İptal kararına giden süreç
Hukuki süreç, bir kıymetli madenler aracı kuruluşunun faaliyet izninin iptal edilmesi üzerine Danıştay'da açtığı bir dava ile başladı. Davaya bakan Danıştay 13. Dairesi, idari işlemin dayanağı olan yönetmeliğin, yönetmeliğin de temelini oluşturan 1567 sayılı Kanun'un ilgili maddesinin Anayasa'ya aykırılık taşıdığı sonucuna vardı. Danıştay, temel hak ve özgürlükleri doğrudan etkileyen böylesine önemli bir alanda, çerçevesi belirsiz bir yetkinin Cumhurbaşkanı'na devredilmesinin hukuka aykırı olduğunu belirterek, konuyu somut norm denetimi için Anayasa Mahkemesi'ne taşıdı.

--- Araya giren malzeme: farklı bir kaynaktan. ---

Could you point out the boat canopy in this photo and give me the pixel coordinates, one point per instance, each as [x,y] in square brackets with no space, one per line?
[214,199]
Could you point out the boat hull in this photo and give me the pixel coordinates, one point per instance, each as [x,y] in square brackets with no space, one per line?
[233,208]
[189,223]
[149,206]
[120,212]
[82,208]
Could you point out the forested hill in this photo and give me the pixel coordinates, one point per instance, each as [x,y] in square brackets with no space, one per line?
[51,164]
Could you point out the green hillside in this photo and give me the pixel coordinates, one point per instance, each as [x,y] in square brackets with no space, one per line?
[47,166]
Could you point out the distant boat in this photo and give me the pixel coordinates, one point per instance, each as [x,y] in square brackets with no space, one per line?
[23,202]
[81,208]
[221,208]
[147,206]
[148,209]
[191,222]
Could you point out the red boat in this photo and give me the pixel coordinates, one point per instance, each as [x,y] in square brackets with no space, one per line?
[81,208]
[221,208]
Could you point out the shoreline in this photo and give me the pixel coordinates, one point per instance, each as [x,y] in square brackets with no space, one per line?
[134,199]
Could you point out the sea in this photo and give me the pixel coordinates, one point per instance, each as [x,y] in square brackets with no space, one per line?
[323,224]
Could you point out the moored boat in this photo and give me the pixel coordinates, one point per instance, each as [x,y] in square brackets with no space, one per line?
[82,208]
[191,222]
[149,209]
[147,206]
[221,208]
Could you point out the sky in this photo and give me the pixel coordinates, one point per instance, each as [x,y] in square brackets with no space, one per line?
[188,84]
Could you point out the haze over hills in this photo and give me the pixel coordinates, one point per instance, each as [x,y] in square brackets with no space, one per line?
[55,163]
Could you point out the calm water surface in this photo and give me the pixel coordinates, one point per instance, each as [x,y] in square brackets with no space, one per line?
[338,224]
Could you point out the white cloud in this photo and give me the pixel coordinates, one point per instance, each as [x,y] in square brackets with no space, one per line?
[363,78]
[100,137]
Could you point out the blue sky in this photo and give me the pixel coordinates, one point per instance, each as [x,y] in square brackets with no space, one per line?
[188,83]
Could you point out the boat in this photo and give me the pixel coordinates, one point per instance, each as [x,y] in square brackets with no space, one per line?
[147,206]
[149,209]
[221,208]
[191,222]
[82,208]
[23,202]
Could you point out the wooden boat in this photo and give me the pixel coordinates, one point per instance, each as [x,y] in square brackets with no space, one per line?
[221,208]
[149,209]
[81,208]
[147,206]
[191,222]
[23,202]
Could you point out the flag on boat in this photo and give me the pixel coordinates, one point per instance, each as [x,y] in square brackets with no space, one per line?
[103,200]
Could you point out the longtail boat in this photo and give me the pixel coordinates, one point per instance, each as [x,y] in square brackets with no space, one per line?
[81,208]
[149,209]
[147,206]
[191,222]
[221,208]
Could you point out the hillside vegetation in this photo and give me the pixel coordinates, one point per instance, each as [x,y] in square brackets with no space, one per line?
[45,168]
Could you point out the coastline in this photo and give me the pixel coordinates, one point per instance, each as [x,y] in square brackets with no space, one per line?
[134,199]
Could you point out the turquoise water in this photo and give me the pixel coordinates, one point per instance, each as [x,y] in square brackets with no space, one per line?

Gerekçe: Temel haklar kanunla sınırlanır
AYM, yaptığı değerlendirmede Danıştay'ın itirazını yerinde bularak iptal kararı verdi. Yüksek Mahkeme'nin gerekçesinde, iptal edilen kuralın kişilerin mülkiyet hakkı, sözleşme özgürlüğü ve teşebbüs özgürlüğü gibi temel anayasal haklarıyla doğrudan ilgili olduğuna dikkat çekildi. Kararda, Anayasa'nın 13. maddesinin "Temel hak ve hürriyetler, ancak kanunla sınırlanabilir" hükmü hatırlatılarak, ekonomik faaliyetlerin önemli bir kısmını etkileyen bu tür kararların, temel ilkeleri ve sınırları bir kanunla çizilmeden, sadece yürütmenin takdirine bırakılamayacağı belirtildi.

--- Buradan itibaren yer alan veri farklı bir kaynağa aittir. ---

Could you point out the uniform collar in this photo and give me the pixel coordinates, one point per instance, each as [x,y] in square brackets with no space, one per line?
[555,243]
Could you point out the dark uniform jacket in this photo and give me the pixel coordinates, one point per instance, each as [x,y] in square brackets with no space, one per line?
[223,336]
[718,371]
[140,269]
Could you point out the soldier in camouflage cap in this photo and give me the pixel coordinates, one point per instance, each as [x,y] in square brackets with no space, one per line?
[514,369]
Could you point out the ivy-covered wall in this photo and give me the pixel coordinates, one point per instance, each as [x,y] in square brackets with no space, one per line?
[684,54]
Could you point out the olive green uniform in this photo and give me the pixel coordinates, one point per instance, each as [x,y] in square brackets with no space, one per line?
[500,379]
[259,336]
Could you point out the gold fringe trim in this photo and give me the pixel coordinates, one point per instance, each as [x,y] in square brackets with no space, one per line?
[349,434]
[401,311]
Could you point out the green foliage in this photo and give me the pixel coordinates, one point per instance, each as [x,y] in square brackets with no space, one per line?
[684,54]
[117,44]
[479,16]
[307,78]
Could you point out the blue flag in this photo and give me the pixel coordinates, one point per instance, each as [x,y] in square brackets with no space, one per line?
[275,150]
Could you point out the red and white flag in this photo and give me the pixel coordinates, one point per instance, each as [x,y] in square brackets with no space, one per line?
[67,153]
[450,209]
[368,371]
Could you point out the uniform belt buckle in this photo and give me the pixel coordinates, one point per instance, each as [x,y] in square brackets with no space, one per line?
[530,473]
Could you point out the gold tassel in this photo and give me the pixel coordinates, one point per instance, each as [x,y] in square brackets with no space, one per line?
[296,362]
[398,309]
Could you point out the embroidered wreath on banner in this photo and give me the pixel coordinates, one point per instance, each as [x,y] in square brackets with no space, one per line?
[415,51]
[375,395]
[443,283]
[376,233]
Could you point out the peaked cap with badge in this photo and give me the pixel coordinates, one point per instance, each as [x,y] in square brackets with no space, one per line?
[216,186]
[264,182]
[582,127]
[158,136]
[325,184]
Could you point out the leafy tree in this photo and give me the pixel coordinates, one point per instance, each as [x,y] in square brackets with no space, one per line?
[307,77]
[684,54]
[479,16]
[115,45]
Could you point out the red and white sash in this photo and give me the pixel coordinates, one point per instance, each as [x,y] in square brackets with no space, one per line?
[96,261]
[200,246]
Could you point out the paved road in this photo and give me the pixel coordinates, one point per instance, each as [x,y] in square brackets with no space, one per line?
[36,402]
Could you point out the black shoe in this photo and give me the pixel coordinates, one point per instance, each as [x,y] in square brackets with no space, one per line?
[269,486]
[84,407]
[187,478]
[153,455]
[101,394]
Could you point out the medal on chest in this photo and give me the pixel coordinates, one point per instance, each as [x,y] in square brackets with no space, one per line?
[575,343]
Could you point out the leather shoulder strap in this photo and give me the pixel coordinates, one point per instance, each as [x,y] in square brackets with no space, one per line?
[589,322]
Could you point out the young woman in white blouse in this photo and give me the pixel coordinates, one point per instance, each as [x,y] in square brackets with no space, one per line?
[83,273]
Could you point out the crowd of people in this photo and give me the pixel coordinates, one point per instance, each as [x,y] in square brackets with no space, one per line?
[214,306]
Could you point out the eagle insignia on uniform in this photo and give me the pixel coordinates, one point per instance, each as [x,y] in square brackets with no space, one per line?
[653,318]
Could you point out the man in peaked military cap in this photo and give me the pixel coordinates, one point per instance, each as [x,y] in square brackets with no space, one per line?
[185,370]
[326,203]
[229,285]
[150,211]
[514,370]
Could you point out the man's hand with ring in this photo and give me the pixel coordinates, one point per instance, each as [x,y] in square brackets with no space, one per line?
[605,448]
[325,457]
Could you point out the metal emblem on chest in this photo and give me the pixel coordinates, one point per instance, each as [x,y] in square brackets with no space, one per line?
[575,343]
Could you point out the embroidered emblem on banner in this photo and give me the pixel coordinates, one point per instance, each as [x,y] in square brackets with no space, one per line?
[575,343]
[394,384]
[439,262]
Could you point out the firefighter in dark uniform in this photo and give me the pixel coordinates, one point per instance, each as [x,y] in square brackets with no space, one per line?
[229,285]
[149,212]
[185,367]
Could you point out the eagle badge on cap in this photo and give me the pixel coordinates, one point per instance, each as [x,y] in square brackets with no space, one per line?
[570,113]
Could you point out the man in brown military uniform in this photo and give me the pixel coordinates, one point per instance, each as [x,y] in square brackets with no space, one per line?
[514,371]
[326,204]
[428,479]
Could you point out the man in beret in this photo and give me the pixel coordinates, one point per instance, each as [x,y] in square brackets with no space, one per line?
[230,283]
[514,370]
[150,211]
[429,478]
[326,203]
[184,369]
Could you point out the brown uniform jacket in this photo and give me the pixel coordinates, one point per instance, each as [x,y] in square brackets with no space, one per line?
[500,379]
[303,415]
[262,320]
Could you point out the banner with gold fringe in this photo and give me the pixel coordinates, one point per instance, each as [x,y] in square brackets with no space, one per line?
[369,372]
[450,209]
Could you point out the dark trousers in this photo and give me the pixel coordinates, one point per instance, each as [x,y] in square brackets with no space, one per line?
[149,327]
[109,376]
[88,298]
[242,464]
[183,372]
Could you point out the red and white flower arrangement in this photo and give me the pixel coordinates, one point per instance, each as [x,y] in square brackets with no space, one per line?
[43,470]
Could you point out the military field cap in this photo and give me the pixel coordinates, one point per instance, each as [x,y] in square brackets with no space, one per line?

'Yetkinin çerçevesi çizilmemiş, yasama yetkisi devredilmiş'
Anayasa Mahkemesi, kararının en kritik bölümünde, iptal edilen kanun maddesinin "yasama yetkisinin devredilmezliği" ilkesini ihlal ettiğini tespit etti. Gerekçede, kanunun "Türk parasının kıymetinin korunması" gibi çok genel bir amaç belirlediği, ancak bu amaca ulaşmak için Cumhurbaşkanı'na tanınan geniş yetkinin nasıl kullanılacağına, hangi koşullarda ve hangi ilkelere göre uygulanacağına dair kanunda yeterli ve somut bir çerçevenin bulunmadığı vurgulandı. AYM, "Temel ilke ve esaslar kanunda belirlenmeksizin Cumhurbaşkanına doğrudan düzenlenme yapma yetkisi verilmesinin yasama yetkisinin devredilmezliği ilkesiyle bağdaşan bir yönü bulunmamaktadır" diyerek, bu durumun Anayasa'nın 7. maddesine açıkça aykırı olduğuna hükmetti.

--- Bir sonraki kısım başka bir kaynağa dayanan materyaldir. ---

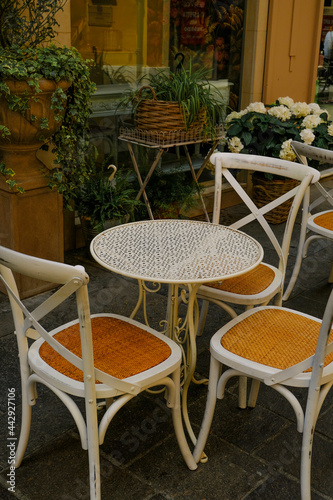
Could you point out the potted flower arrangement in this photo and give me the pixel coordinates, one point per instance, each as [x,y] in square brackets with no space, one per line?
[29,65]
[104,200]
[170,194]
[182,100]
[268,131]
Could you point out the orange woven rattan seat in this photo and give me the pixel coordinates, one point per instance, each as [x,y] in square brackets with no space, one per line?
[325,220]
[249,283]
[120,349]
[274,338]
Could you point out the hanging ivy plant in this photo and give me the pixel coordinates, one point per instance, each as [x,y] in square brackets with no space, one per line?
[28,54]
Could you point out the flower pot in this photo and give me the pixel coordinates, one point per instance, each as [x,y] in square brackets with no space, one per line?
[265,190]
[18,151]
[155,115]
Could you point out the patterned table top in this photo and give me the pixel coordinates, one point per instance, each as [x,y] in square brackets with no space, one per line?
[176,251]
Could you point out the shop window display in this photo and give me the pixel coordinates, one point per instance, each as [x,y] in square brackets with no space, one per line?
[129,39]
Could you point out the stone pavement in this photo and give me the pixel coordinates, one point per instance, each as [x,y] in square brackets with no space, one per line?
[253,454]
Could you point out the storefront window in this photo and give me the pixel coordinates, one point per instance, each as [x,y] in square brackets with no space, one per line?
[128,39]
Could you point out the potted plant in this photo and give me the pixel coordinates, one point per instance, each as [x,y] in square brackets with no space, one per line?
[170,195]
[29,65]
[268,131]
[180,100]
[104,200]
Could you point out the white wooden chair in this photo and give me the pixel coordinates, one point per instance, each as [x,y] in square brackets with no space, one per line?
[266,281]
[120,357]
[314,226]
[281,348]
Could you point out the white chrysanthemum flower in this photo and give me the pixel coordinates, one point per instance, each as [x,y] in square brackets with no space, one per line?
[311,121]
[280,112]
[235,145]
[286,101]
[307,136]
[234,115]
[286,152]
[300,109]
[258,107]
[315,108]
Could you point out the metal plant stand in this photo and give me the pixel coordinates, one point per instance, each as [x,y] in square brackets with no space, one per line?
[162,141]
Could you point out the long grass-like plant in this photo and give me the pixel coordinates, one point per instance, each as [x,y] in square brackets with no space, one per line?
[190,89]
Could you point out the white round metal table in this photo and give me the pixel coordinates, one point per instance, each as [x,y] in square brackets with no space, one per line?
[177,252]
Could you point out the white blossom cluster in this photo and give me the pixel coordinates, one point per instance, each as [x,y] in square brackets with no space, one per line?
[286,109]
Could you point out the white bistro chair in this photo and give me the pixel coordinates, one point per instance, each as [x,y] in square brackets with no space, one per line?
[120,357]
[314,226]
[281,348]
[266,281]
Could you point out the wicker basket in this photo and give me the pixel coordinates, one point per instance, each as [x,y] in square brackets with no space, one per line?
[152,114]
[265,191]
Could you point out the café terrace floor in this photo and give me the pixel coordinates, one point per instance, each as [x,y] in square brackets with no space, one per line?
[252,454]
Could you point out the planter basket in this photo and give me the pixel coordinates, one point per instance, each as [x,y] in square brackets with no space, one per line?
[265,191]
[155,115]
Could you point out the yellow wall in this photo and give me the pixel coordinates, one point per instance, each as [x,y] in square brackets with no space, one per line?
[292,50]
[255,33]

Karar 9 ay sonra yürürlüğe girecek
Anayasa Mahkemesi, piyasalarda ve hukuki uygulamalarda bir boşluk yaratmamak adına, iptal kararının hemen yürürlüğe girmesini engelledi. Karara göre iptal hükmü, Resmi Gazete'de yayımlandığı 15 Ekim 2025 tarihinden dokuz ay sonra yürürlüğe girecek. Bu süre zarfında, Türkiye Büyük Millet Meclisi'nin (TBMM) yeni bir yasal düzenleme yaparak, AYM'nin belirttiği anayasal ilkelere uygun, yürütmenin yetki alanını net bir şekilde çizen ve temel hak ve özgürlükleri güvence altına alan bir çerçeve oluşturması gerekiyor.